Parecía que el que estaba sentado en el trono hacía las preguntas y que los otros respondían; como una parodia de seres humanos dando informes a un jefe o presidente. La última de las voces que pudo oír era tan familiar que Jarles sintió un estremecimiento.

—¿Quién sois? —preguntó entonces en voz alta, aparentando mayor seguridad de la que realmente sentía— ¿Qué queréis de mí? ¿Por qué todo este misterio?

El eco de sus palabras resonó en la amplia sala. No hubo respuesta, tan sólo un movimiento rápido y en un instante, el estrado quedó vacío.

Jarles se sentó ahora. Si habían decidido jugar a ese tipo de juegos con él, tampoco podía hacer nada. Solamente no dejarse impresionar o cuando menos no evidenciarlo.

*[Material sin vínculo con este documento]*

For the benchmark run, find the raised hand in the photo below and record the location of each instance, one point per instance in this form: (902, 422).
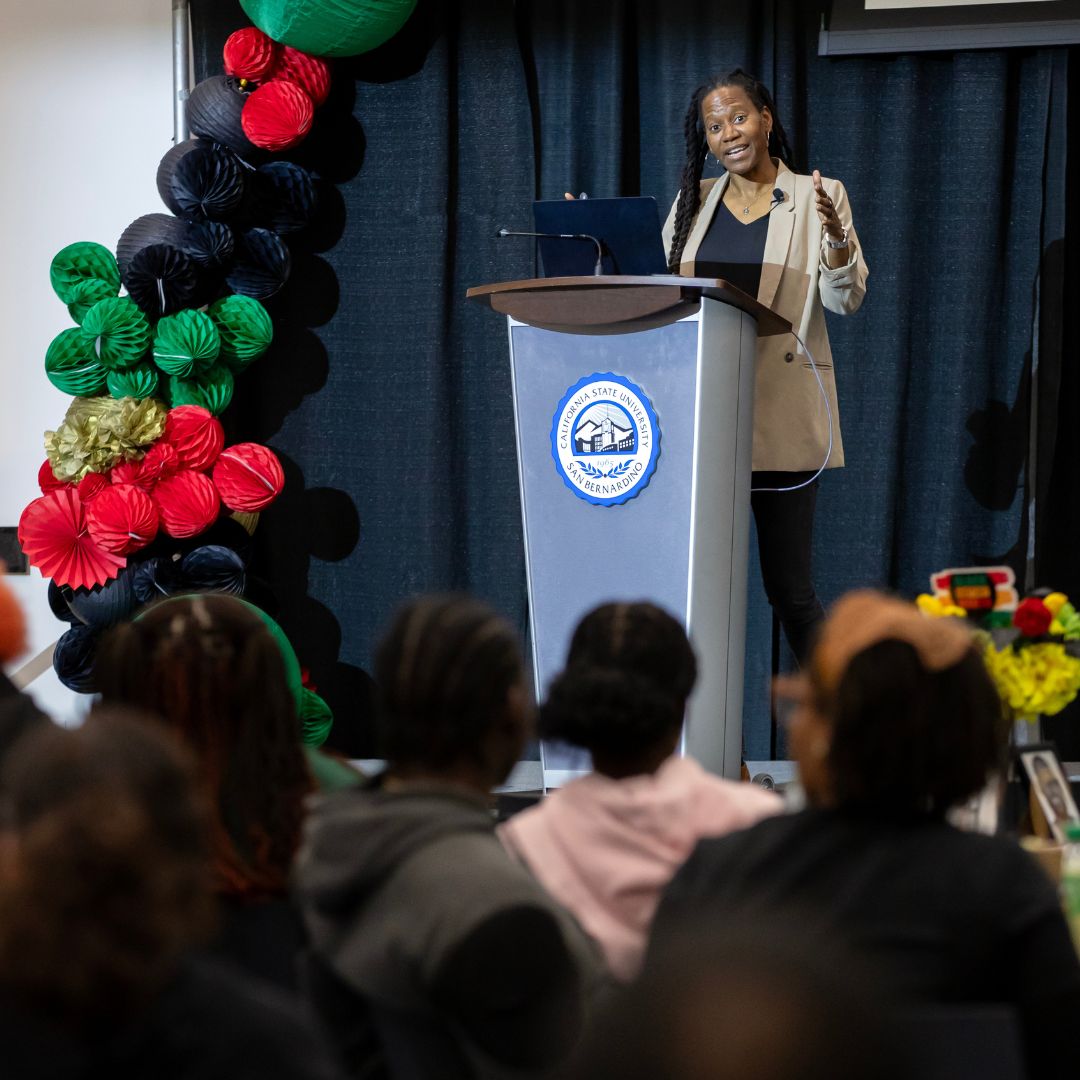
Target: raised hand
(829, 219)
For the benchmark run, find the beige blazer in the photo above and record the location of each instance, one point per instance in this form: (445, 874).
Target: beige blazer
(791, 421)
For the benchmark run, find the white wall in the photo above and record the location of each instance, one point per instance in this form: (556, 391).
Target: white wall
(85, 115)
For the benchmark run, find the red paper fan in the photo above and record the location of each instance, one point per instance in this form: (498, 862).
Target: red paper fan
(91, 486)
(248, 477)
(125, 472)
(46, 478)
(251, 54)
(196, 433)
(161, 460)
(52, 532)
(277, 116)
(122, 520)
(187, 502)
(311, 73)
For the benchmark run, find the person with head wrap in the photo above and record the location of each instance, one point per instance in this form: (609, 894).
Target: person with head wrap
(894, 721)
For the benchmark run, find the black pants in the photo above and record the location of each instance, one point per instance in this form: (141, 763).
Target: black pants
(784, 522)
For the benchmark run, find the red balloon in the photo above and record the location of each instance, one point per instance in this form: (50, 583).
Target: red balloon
(248, 477)
(311, 73)
(197, 434)
(251, 54)
(278, 116)
(122, 518)
(187, 502)
(53, 535)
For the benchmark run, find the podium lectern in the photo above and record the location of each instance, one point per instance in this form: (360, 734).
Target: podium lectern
(633, 407)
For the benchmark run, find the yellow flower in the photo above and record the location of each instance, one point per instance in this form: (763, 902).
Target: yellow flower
(1055, 602)
(1040, 678)
(936, 608)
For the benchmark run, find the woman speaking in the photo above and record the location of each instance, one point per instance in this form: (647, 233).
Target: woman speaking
(787, 240)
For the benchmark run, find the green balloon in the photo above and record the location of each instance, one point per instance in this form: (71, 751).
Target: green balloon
(329, 27)
(72, 367)
(139, 381)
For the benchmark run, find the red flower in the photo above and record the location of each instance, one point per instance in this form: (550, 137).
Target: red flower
(1033, 618)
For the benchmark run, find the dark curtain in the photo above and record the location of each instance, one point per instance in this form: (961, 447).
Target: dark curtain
(389, 394)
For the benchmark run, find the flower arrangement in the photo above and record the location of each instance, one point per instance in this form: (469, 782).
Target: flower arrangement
(1030, 646)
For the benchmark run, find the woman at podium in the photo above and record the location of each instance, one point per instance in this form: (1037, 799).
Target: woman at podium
(788, 240)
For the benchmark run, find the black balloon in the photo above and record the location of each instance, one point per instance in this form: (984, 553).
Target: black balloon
(154, 578)
(210, 243)
(214, 568)
(58, 605)
(162, 280)
(285, 197)
(201, 181)
(261, 265)
(73, 659)
(105, 605)
(146, 230)
(214, 110)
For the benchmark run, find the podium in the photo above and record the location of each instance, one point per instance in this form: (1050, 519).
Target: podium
(633, 412)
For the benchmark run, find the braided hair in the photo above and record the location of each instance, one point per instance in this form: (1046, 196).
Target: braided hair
(445, 670)
(693, 130)
(208, 666)
(629, 674)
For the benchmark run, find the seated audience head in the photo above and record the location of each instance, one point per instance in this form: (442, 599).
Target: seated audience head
(896, 715)
(210, 667)
(105, 877)
(623, 692)
(451, 692)
(753, 1000)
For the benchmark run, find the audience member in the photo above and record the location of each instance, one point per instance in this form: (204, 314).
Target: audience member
(744, 1001)
(105, 896)
(606, 845)
(895, 720)
(430, 946)
(208, 666)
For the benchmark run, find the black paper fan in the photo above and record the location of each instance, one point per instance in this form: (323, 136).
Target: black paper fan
(261, 265)
(161, 280)
(201, 181)
(210, 243)
(214, 110)
(146, 230)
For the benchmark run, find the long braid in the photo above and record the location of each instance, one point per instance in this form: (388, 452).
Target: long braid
(689, 196)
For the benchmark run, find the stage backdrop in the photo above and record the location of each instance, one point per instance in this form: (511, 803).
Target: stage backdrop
(389, 395)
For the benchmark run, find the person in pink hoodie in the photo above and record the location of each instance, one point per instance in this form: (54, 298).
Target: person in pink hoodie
(606, 845)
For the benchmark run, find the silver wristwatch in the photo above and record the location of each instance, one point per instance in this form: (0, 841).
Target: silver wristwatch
(837, 243)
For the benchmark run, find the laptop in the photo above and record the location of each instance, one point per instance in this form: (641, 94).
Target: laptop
(628, 229)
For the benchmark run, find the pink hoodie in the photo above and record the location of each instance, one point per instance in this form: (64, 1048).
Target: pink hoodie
(605, 849)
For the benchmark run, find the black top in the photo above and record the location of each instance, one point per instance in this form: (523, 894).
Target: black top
(943, 916)
(733, 251)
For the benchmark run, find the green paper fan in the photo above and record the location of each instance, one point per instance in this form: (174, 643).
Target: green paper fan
(315, 718)
(118, 332)
(245, 329)
(71, 365)
(186, 345)
(138, 381)
(213, 391)
(84, 294)
(81, 260)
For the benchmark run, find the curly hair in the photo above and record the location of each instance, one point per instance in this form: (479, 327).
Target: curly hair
(208, 666)
(444, 671)
(628, 676)
(109, 881)
(907, 741)
(693, 131)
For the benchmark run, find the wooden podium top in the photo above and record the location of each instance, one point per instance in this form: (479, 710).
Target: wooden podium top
(616, 304)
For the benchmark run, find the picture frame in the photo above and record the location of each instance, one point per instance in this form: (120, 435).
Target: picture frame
(1050, 786)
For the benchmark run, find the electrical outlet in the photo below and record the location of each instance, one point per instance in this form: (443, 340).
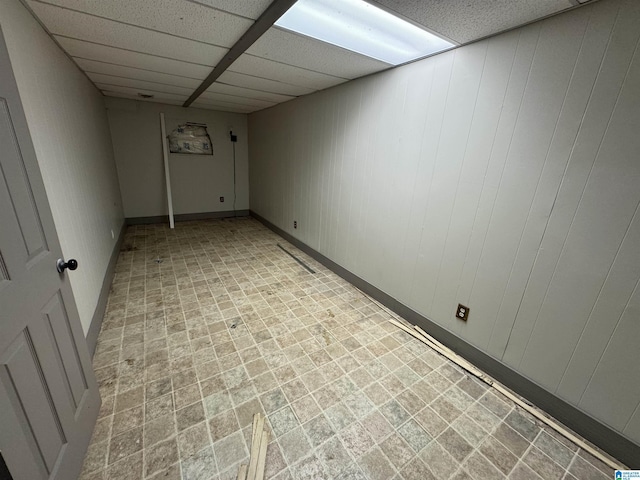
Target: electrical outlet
(462, 312)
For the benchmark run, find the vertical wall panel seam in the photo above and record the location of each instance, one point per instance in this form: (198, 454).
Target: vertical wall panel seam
(417, 169)
(595, 303)
(535, 194)
(635, 411)
(464, 156)
(617, 322)
(571, 153)
(584, 188)
(484, 178)
(428, 203)
(506, 158)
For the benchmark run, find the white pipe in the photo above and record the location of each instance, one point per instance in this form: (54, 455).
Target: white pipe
(167, 174)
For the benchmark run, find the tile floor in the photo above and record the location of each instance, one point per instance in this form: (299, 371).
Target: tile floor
(212, 322)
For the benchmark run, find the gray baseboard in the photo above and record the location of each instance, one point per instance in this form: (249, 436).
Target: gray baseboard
(98, 314)
(186, 217)
(580, 422)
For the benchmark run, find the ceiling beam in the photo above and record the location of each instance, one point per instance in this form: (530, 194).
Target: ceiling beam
(255, 31)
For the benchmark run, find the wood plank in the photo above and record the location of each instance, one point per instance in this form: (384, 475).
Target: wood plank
(262, 455)
(256, 437)
(242, 472)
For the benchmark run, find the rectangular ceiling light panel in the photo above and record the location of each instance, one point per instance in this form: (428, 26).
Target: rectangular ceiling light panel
(363, 28)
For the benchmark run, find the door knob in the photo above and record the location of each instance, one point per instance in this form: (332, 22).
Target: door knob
(61, 265)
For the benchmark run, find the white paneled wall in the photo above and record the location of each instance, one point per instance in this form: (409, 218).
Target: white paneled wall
(504, 175)
(70, 133)
(197, 181)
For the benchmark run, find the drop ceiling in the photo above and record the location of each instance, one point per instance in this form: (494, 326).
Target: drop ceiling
(166, 48)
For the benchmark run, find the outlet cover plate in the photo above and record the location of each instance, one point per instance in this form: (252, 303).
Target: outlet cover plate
(462, 312)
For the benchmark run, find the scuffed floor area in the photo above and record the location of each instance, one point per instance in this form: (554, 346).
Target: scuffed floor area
(211, 322)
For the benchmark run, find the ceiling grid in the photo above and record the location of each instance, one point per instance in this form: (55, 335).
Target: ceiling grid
(166, 48)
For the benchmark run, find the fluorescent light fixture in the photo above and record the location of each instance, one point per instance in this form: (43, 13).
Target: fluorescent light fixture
(363, 28)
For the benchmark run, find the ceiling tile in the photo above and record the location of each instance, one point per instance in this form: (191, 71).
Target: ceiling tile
(167, 101)
(249, 93)
(182, 19)
(98, 30)
(464, 21)
(257, 83)
(212, 97)
(93, 66)
(157, 96)
(252, 9)
(261, 67)
(119, 56)
(141, 85)
(224, 108)
(158, 88)
(304, 52)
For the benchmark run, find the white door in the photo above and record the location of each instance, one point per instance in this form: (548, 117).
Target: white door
(49, 398)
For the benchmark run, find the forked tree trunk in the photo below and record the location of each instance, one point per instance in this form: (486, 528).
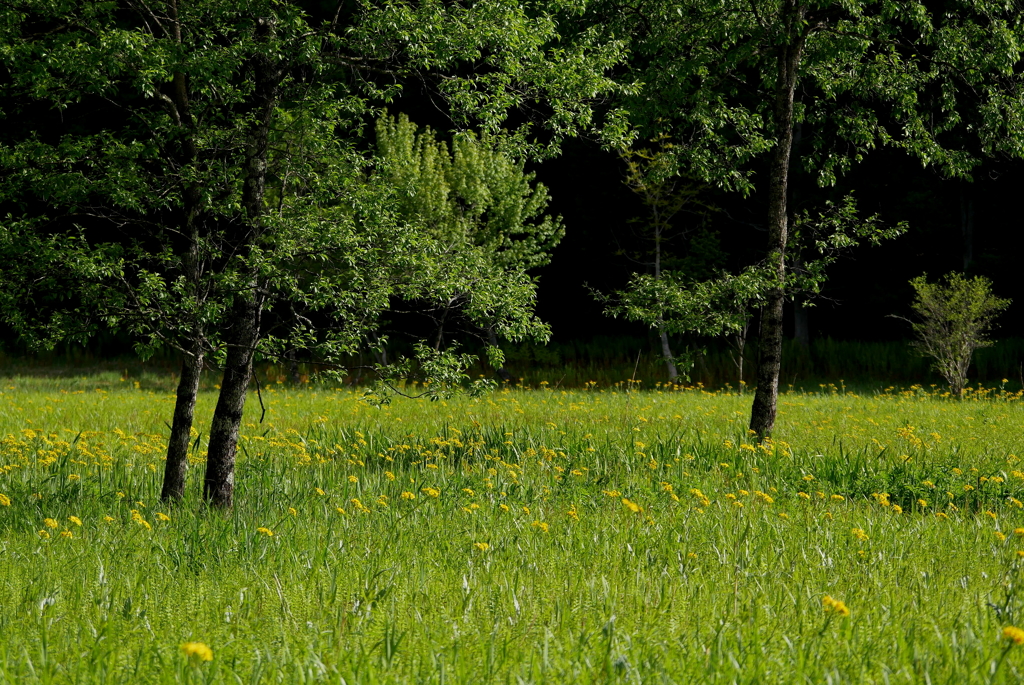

Pero ¿cuál era el objetivo de aquel juego? Tratando de descubrir quiénes eran sus salvadores y raptores, intentó recordar todo lo que le había ocurrido desde que había desafiado y esperado la muerte en la gran plaza.

Sus primeros recuerdos se hallaban bloqueados por las impresiones que había experimentado. Algo sólido, semitransparente y moteado de negro que se cerraba en torno a él. Una luz azul cegadora y un ruido de todos los diablos, formado por crujidos, aullidos y risas. Un vertiginoso salto en el aire y, después, la caída en un agujero negro que se había abierto de repente.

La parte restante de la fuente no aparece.